Great Drunk Dirk Nowitzki, how did we lose to such a turdcan of a team?! I could have pooled together 12 random people from the DMV and beaten the Sixers. They were 0-17 coming in and possibly the most atrocious collaboration of humans since the Metallica/Lou Reed album.
Nobody even really knows who these guys are. Who is this team and how could they possibly have beat anybody at all? Let’s take a closer look at the 2014-15 Sixers line-up:
Point guard: Michael Carter-Williams –
Shooting guard: Anthony “Cracker Hands” Giavanni –
Tiny & violent. Giavanni has recorded a league high 85 technicals from outbursts and attempted bribes. His signature move is throwing a flask at the defense’s face and granny-shotting the ball into the stands.
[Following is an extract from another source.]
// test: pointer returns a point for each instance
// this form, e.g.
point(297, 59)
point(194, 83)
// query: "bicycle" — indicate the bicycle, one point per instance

Last seen running hooch on the corner of Hindenburg & Malarkey.
Small forward: Hip-Hop, the 76ers mascot –
Hip-Hop is technically 95% blind in his rat costume and glasses, yet his trampoline dunk is incredibly difficult to block.
Power forward: Burnie, the Miami Heat mascot –
Like most Heat fans, Burnie didn’t want to stick around after LeBron James left.
Center: Nerlens “Narwhal” Noel –
While a great talent, Noel has missed the last five games after accidentally glueing his hands to his head.
Sixth man: A frightened, falling, elderly Paul McCartney –
This is the team that beat us. It’s going to be a long rebuilding process. Hopefully we’ll sign the Jazz mascot next year. That thing looks like Teen Wolf.
Next up we play…ah, who cares. We’re going to lose.